Elon Musk, su equipo de trabajo y todos sus trabajadores y sus empresas son una evidencia de la eternidad que Dios nuestro Creador ha implantado en nuestros corazones.
Los diccionarios definen a la “Eternidad” (del latín aeternitas) como algo que no tiene principio ni fin, o que está completamente fuera del flujo del tiempo. La eternidad, en consecuencia y en última instancia, es la ausencia total de limitaciones.

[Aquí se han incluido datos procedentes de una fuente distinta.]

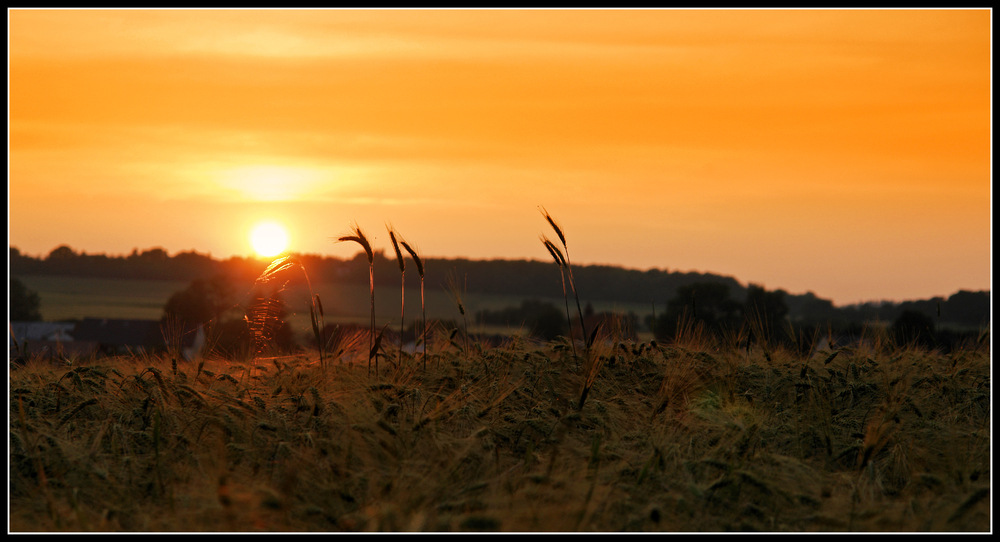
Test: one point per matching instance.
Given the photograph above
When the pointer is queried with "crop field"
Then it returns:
(518, 437)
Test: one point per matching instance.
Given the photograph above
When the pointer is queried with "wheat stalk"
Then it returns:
(358, 236)
(402, 288)
(561, 263)
(420, 271)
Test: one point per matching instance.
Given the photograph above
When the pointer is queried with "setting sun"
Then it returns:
(269, 239)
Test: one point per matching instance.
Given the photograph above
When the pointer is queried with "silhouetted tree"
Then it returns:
(765, 313)
(203, 301)
(24, 303)
(707, 303)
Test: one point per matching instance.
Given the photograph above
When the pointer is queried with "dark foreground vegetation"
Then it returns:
(696, 435)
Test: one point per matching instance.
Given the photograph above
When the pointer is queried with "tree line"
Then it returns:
(711, 297)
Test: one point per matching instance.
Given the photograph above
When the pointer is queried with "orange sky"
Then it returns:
(843, 152)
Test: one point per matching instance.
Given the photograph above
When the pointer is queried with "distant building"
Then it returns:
(102, 336)
(48, 340)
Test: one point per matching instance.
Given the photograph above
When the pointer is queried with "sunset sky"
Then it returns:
(843, 152)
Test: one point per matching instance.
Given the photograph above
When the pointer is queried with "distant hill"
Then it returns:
(519, 278)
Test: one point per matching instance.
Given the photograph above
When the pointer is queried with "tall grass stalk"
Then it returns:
(402, 288)
(315, 306)
(456, 293)
(423, 310)
(358, 236)
(561, 263)
(569, 268)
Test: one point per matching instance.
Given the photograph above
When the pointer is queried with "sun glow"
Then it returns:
(269, 239)
(270, 183)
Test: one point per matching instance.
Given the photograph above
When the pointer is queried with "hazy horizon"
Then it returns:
(843, 152)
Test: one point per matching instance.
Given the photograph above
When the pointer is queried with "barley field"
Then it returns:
(619, 436)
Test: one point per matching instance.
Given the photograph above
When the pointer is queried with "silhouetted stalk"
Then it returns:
(423, 311)
(457, 294)
(402, 289)
(569, 271)
(561, 263)
(315, 306)
(360, 238)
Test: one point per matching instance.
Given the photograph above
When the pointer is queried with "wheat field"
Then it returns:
(682, 438)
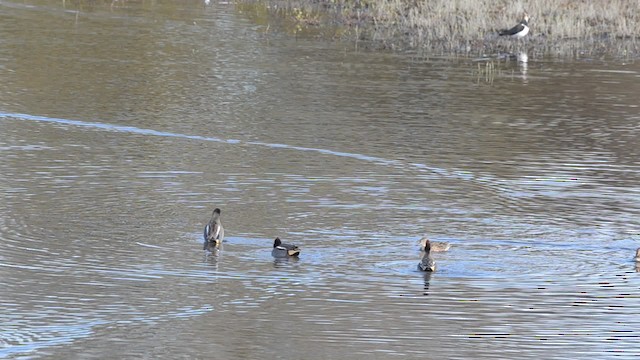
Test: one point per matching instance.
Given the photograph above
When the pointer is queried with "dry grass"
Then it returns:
(463, 26)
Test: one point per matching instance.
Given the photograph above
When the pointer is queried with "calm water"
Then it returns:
(121, 129)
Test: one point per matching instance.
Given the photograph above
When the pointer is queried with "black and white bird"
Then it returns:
(519, 31)
(427, 263)
(214, 231)
(282, 250)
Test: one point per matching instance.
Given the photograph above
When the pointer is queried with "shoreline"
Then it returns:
(560, 28)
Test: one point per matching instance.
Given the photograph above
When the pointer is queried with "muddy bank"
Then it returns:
(568, 28)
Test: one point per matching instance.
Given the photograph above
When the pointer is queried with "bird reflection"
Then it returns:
(285, 262)
(427, 281)
(212, 254)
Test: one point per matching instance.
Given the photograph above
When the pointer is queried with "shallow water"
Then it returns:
(122, 128)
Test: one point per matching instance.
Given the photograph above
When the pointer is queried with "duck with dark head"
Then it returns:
(427, 263)
(282, 250)
(214, 231)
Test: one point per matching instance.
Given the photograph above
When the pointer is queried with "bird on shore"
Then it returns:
(427, 263)
(519, 31)
(214, 231)
(436, 246)
(281, 249)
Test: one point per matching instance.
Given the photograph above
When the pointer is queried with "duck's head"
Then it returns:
(215, 214)
(427, 246)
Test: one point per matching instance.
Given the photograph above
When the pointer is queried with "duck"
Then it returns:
(427, 263)
(436, 246)
(519, 31)
(214, 231)
(281, 249)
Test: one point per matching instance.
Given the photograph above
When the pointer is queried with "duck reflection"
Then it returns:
(427, 283)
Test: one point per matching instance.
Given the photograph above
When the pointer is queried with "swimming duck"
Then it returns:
(436, 246)
(281, 249)
(427, 263)
(519, 31)
(214, 231)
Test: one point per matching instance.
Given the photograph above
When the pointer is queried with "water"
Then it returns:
(122, 128)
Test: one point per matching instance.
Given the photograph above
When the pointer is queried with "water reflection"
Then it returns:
(427, 282)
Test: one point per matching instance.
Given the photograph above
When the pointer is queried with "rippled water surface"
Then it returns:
(122, 127)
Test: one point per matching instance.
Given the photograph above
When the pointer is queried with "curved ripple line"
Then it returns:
(143, 131)
(485, 182)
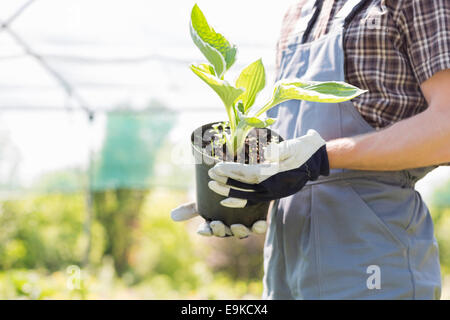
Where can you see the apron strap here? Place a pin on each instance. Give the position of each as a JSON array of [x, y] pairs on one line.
[[312, 20], [347, 13]]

En forma práctica y vivencial, en el ser humano, la eternidad, que le es inherente, se expresa en: 1) Ir contra lo que lo limita, 2) Mejorar, mejorar y mejorar, 3) Ir cada vez más veloz y más lejos, 4) Hacer las cosas cada vez más grandes o más chicas, etc. La eternidad es lo que hace que la humanidad no se rinda ante la adversidad, sino que la sobrelleva, la supera y la transforma.
La eternidad se ha expresado en gente como Elon Musk y otros, que son quienes llevan a la humanidad a estadios superiores. Muchos de estos hombres creían en Dios y hacían lo que hacían por él, en él y para él (Isaac Newton, 1643–1727; Blaise Pascal, 1623–1662; Wernher von Braun, 1912–1977), pero muchos no tomaban en cuenta a Dios y hasta negaban su existencia (Alan Turing, 1912–1954; Claude Shannon, 1916–2001; Stephen Hawking, 1942–2018).
Yo no sé qué es lo que piensa y cree del Dios de la Biblia Elon Musk y toda la gente que trabaja con él. Tampoco sé si es que él y ellos hacen lo que hacen porque creen en Dios y porque saben que el universo es su obra, y que como tal, así como se puede conocer a Dios, se puede también conocer e investigar su universo e ir cada vez más allá.
Mi nota tiene por objeto mostrar que Elon Musk, su equipo de trabajo y sus empresas son una evidencia concreta y contemporánea de que lo que escribió Salomón en Eclesiastés 3:11 es totalmente cierto e indubitable: “Todo lo hizo hermoso en su tiempo; y ha puesto eternidad en el corazón de ellos, sin que alcance el hombre a entender la obra que ha hecho Dios desde el principio hasta el fin.”
El sabio que escribió Eclesiastés presenta tres verdades claves sobre el universo, la humanidad y Dios:
El Universo es hermoso, infinito e incontenible.
El hombre tiene eternidad en su corazón y es quien disfruta la belleza del universo y quien intenta entender y contener la obra inmensurable (Su Creación) de Dios.
El Universo y el Ser Humano son obra de Dios y solamente se entienden y se usan bien a partir de creer en él, seguirle o de ser su criatura aun cuando uno lo niegue y no lo acepte.